Housing inventory, in fact, has reached its highest level since October 2009, Crowe said; but the 5.2-month supply as of December 2015 remains well below the historical norm of 6.1 months dating back to 1963, according to FMI.
NAHB forecasts 1.26 million total housing starts in 2016, which would be a 13.4 percent increase from the 1.11 million starts in 2015. The trade association expects single-family production to challenge 840,000 units in 2016, an 18 percent jump from the 711,000 units produced in 2015.
Using the period of 2000 to 2003 as a healthy benchmark, single-family starts averaged 1.34 million on an annual basis, Crowe said at the 2016 International Builders’ Show in Las Vegas. The ongoing recovery should see single-family starts climb steadily from 55 percent of normal production at the end of the third quarter 2015, up to 87 percent of normal production by the end of 2017, he added.
Multifamily faces different challenges
NAHB anticipates 417,000 multifamily starts in 2016, which would be a 5 percent gain from 397,000 units last year.
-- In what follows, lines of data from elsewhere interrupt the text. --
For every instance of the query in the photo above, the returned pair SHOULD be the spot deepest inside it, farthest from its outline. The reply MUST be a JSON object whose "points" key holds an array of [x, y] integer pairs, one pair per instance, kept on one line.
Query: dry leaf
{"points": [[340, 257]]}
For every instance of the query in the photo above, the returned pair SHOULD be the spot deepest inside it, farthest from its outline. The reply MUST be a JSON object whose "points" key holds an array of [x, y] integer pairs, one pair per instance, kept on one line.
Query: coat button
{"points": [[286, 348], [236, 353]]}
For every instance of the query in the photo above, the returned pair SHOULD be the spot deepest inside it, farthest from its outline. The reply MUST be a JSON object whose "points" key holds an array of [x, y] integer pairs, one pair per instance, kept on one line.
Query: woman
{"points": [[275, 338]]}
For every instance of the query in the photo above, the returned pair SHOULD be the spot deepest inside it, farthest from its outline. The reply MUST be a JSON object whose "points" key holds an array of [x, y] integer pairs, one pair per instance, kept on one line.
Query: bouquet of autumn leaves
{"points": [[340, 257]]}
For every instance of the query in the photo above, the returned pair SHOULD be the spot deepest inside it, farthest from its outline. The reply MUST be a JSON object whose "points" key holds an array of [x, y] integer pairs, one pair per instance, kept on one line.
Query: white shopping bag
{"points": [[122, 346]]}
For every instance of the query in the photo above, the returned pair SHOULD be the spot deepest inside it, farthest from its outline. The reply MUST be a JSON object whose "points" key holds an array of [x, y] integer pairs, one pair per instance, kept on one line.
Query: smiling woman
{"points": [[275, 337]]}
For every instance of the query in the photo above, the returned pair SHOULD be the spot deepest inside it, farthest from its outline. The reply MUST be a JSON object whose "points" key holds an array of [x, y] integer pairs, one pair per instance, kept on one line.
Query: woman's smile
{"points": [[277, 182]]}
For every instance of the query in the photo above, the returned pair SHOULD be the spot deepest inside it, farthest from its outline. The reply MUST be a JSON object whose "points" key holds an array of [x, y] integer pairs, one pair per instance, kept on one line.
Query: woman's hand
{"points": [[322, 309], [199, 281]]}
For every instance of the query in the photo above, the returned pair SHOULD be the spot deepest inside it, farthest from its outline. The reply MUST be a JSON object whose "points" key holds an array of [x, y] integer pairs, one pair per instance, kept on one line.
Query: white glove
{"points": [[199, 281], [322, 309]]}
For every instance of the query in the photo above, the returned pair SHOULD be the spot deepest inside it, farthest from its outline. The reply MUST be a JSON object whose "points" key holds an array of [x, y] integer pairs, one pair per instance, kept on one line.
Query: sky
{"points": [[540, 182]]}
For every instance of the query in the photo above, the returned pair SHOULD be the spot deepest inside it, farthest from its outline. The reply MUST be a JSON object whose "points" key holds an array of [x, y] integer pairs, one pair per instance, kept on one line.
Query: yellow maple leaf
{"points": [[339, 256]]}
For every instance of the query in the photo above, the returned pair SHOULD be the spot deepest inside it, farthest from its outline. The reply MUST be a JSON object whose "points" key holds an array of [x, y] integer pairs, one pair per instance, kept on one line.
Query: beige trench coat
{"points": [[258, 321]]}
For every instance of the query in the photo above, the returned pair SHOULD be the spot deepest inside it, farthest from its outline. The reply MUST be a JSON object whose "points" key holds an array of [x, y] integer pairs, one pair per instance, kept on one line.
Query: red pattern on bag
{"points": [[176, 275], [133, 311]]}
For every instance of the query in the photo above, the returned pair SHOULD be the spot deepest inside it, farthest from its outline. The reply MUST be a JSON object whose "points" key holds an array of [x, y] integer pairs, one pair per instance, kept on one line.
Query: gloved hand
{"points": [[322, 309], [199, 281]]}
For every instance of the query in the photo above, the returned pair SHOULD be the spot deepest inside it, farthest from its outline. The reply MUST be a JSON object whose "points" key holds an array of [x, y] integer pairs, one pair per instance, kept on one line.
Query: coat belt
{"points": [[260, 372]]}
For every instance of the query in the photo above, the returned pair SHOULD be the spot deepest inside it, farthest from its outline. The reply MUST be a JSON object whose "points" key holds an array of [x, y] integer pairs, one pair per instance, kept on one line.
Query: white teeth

Multifamily construction has accelerated to its fastest pace in 30 years, but still has not been sufficient to meet surging demand, the Harvard University Joint Center for Housing Studies said in its 2015 report on rental housing.
“Record-setting demand for rental housing due to demographic trends, the residual consequences of the foreclosure crisis, and an increased appreciation of the benefits of being a renter has led to strong growth in the supply of rental housing over the past decade both through new construction and the conversion of formerly owner-occupied homes to rentals,” said Chris Herbert, managing director of the Center, in a news release.
Rental vacancy rates have reached their lowest point since 1985, according to the Center, and inflation-adjusted rents are rising 3.5 percent annually. With renter incomes stagnant, 2015 was another record-setting year in terms of the number of renters paying more than 30 percent of their income on housing costs, the Center noted.
“…The crisis in the number of renters paying excessive amounts of their income for housing continues because the market has been unable to meet the need for housing that is within the financial reach of many families and individuals with lower incomes. These affordability challenges also are increasingly afflicting moderate-income households,” Herbert said in the release.
Remodeling continues to make strides
The Center also reported that residential remodeling should benefit from healthy gains in 2016, according to its Leading Indicator of Remodeling Activity (LIRA), which projects annual spending growth for home improvements will accelerate from 4.3 percent in the first quarter of 2016 to 7.6 percent in the third quarter.
By then, the level of annual spending in nominal terms should surpass its previous peak in 2006, the Center noted. “In most markets across the country, rising house prices are bringing more homes to the market and increasing sales, which is a large driver of home improvement activity,” Herbert said in a news release.
NAHB estimates house prices will increase 4.6 percent in 2016 and 4.3 percent in 2017 after making similar strides this year. This trend should further boost financial security among consumers and allow more homeowners to tap into their home equity to fund remodeling projects, NAHB noted.
“The remodeling market has steadily improved in recent years with homeowners incorporating larger, more discretionary projects into their home improvement priorities,” said Abbe Will, a research analyst in the Remodeling Futures Program at the Center, in a news release.
“The real test this year will be whether the industry can clear ongoing bottlenecks in labor availability and consumer financing concerns to fully meet this increased demand,” she added.